One of the goals of media law should be to provide for a reason based and well informed public discourse. However, the law has done little to adapt to the dramatic changes in the media landscape over the past twenty years. Many democracies are struggling with finding the proper legal and regulatory mechanisms to balance the various rights and interests in this new world. This is especially true in politicized, and growingly polarized, societies where shared understandings of basic values such as freedom of speech and of the press are coming into question.

This course will provoke you to think of current debates on media and free speech through the lens of their impact on political public discourse. It will analyze contemporary dilemmas regarding the regulation of the media, free flow of information and social networks, through 21st century cases in Israel and the US. Topics will include: Access to government information, Transparency in the media and tech companies, regulation of online media, political funding and advertising and libel. The 3-hour sessions will be split into lecture/Q&As, break and then more experiential activities, small group discussion and debates/role plays.

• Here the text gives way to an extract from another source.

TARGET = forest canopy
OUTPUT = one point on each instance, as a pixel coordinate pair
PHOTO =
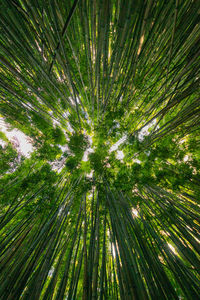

190.5: Public Interest Impact Litigation, Anne Bloom, 4 units, Area II or IV

This course will explore the many ways that public interest impact litigation figures into the politics of social struggle and change. We will analyze public interest impact litigation in terms of particular institutions (courts, agencies), professional elites (lawyers, judges), and cultural norms such as “rights” discourses that are routinely mobilized by public interest legal activists.  Does law matter in the struggle for social change? How do law and lawyers influence social change? How do courts influence social change? What variables influence the social impact of lawyers and law? What kinds of legal strategies are most likely to succeed? We will consider all of these questions and more while working our way through several legal classics and evaluating several significant “impact” cases – both historical and current.